Segundo a agência, a exposição ao formol em alisamentos pode causar irritação, vermelhidão, ardor, coceira na pele ou nos olhos, lacrimejamento, desconforto na garganta, irritação nasal, tosse e sensibilização do trato respiratório. Em exposições crônicas, aumenta o risco de hipersensibilidade, dermatites alérgicas e carcinomas, principalmente na região nasofaríngea, motivo pelo qual o uso de formol como ativo alisante não é autorizado pela Anmat.

Quais outros produtos foram vetados pela ANMAT e por quê
As decisões da Anmat também atingiram perfumes artesanais, produtos odontológicos e itens de higiene de uso cotidiano. A Disposição 228/2026 alcançou perfumes de autor da marca Zentidos, devido a divergências entre as informações dos rótulos e os dados constantes no sistema oficial, o que impede garantir que o produto vendido seja o mesmo previamente aprovado.
Na mesma disposição, foi restringido o “Escudo reparador de cáries Odontic”, da empresa Nudenta, por falhas de identificação em um produto aplicado em dentes e gengivas. Já a Disposição 232/2026 tratou de um “sabonete líquido higienizante” da marca Plus, supostamente elaborado por Química El Regreso (Química O Retorno), sem produto compatível na base da Anmat e sem habilitação do estabelecimento, resultando em bloqueio de fabricação e comércio.
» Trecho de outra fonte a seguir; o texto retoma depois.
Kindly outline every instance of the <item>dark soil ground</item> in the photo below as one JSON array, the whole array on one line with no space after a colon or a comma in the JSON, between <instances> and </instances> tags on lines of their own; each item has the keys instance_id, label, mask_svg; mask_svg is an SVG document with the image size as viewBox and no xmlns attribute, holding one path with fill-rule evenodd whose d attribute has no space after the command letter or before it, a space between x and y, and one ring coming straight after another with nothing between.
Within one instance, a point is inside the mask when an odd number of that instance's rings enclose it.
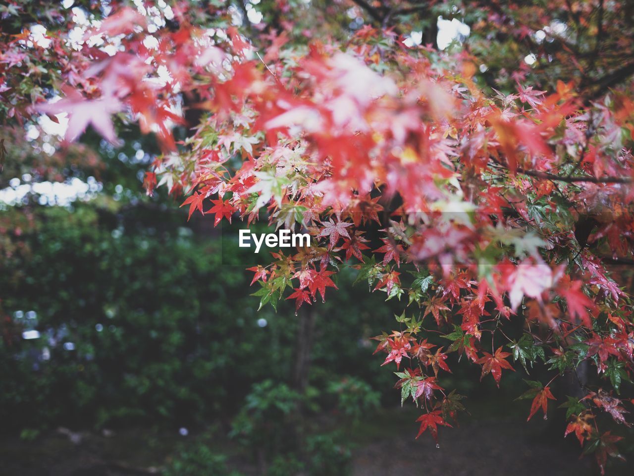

Como o consumidor pode se proteger e agir agora
Os produtos saneantes domissanitários também entraram no radar, com a Disposição 230/2026 proibindo temporariamente itens da firma Química C.E.A. por falta de inscrição adequada e documentação inconsistente. Para reduzir riscos químicos e microbiológicos, o consumidor precisa adotar uma rotina mínima de checagem antes de comprar ou usar cosméticos, perfumes, itens odontológicos e de limpeza.
Na prática, isso significa incorporar alguns cuidados básicos no dia a dia de consumo:
- Verificar no rótulo a existência de número de registro ou inscrição em órgãos como a Anmat.
- Consultar, sempre que possível, bases de dados oficiais disponibilizadas on-line.
- Desconfiar de promessas exageradas e produtos vendidos em redes sociais sem identificação clara do fabricante.
- Buscar orientação de profissionais habilitados para tratamentos capilares, odontológicos ou de higiene mais específicos.
Em um cenário de fiscalização intensificada sobre linhas artesanais, marcas de nicho e vendas em plataformas digitais, a atuação da ANMAT funciona como filtro de segurança, mas não substitui o senso crítico do consumidor. Se você usa algum produto citado ou de marcas pouco conhecidas, interrompa o uso imediatamente, consulte o número de registro e, em caso de dúvida ou reação adversa, procure atendimento profissional e denuncie o produto aos canais oficiais sem esperar o problema piorar.